What's Wikileaks, the net's foremost document leaking site, supposed to do when a whistle-blower submits a list of email addresses belonging to the site's confidential donors as a leaked document?
That's exactly the conundrum Wikileaks faced this week after someone from the controversial whistle-blowing site sent an emergency fund-raising appeal on Saturday to previous donors. But instead of hiding email addresses from the recipients by using the bcc field, the sender put 58 addresses into the cc field, revealing all the addresses to all the recipients.
Someone then submitted the email as a leaked document, writing "WikiLeaks leaks it's own donors, aww irony. BCC next time kthx."
Wikileaks, which has been criticized for lacking discretion in deciding whether to release documents or not, published the email and the donors' email addresses on Wednesday. The entry noted that the email was submitted "possibly to test the project's principles of complete impartiality when dealing with whistleblowers."
One notable email address belongs to convicted former hacker Adrian Lamo, who now runs his own security company.

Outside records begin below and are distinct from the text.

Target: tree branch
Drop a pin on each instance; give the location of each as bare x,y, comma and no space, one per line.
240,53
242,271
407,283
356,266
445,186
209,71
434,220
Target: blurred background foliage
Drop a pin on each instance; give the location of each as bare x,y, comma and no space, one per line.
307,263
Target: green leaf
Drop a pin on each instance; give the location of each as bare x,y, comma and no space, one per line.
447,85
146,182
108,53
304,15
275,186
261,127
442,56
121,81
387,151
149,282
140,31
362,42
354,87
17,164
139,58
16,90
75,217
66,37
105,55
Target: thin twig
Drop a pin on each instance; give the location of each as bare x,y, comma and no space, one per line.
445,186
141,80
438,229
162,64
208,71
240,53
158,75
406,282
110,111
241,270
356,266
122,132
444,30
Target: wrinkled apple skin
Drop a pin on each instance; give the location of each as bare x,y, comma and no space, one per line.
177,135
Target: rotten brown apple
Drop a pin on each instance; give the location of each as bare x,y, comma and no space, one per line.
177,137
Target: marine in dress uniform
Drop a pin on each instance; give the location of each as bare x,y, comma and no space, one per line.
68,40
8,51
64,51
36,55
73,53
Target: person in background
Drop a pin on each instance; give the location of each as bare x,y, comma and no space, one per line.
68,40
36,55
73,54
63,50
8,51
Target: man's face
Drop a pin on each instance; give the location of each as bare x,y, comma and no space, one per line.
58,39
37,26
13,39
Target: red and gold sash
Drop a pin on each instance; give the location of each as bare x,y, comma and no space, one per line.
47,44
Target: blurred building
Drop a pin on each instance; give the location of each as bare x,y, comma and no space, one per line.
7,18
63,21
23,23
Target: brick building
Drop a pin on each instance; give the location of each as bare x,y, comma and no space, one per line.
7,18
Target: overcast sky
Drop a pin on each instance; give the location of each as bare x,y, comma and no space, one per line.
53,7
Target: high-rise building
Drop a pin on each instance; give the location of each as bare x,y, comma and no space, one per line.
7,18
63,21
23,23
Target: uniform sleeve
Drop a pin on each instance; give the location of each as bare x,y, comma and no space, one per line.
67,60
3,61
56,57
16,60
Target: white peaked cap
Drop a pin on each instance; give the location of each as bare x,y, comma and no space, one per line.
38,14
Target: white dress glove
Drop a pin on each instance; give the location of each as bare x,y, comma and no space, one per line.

In a Twitter post on Saturday, Lamo noted the screw-up, writing "Thanks WikiLeaks, for leaking your donor list.[...] That's dedication." See more in his comment to this story.
Earlier this month, Wikileaks scored another leaking coup, publishing hundreds of thousands of pages of copyright-free but rarely seen Congressional Research Service reports. Congress members and their staff rely on those reports to craft laws and policy, but the reports are rarely made public. The site also just recently published an unseen NATO civilian casualty 2008 report for Afghanistan, showing the country's civilians casualties jumped 46% last year.

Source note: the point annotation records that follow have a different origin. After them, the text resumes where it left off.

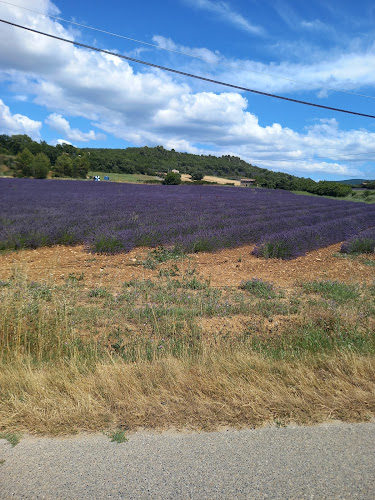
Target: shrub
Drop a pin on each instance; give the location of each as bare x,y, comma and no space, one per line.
361,243
172,178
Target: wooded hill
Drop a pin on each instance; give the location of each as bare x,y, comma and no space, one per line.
156,160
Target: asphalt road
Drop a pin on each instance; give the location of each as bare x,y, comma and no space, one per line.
327,461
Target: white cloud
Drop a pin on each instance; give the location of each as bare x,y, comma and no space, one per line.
18,124
61,125
225,11
151,108
202,53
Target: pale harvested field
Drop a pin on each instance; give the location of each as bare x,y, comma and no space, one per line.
211,178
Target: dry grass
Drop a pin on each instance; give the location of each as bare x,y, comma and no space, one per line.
234,389
180,353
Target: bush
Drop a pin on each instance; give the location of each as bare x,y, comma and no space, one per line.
172,178
41,166
361,243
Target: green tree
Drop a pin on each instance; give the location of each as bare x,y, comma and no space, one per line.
25,160
63,166
197,175
172,178
41,166
81,166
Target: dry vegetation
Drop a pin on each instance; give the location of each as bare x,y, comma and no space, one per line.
156,340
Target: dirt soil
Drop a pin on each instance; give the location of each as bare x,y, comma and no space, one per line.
224,268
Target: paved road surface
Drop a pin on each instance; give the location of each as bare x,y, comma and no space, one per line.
328,461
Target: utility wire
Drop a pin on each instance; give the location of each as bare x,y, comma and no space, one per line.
190,75
332,89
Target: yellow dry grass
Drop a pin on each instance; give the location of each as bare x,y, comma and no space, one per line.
211,178
221,389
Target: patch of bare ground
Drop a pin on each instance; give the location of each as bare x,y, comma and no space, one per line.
223,268
192,366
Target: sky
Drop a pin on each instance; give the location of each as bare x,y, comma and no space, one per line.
322,51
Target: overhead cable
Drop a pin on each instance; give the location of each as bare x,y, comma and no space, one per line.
190,75
231,66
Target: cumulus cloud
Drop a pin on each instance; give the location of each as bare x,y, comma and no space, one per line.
18,124
61,125
202,53
228,14
153,108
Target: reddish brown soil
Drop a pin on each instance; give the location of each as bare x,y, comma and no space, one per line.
224,268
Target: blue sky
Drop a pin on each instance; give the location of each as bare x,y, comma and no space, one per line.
54,91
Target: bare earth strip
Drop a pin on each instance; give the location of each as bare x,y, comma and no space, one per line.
224,268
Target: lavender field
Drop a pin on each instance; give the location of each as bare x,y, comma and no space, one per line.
112,217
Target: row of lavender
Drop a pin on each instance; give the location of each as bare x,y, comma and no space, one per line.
114,217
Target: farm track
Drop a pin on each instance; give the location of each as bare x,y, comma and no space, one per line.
224,268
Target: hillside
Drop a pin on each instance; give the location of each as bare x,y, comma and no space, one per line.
66,160
352,182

Wikileaks says that no one leaking documents to the site has ever been identified, but the site's amateur slip-up isn't likely to be soothing to those who have or are thinking about slipping docs to the fearless site.
In the comments, Jay Lim of Wikileaks says whistle-blowers need not worry.
"[W]hile definitely not good form, the mistake was a missed shortcut made by one of our admin people and is not related to the efforts or systems involved in source protection," Lim wrote.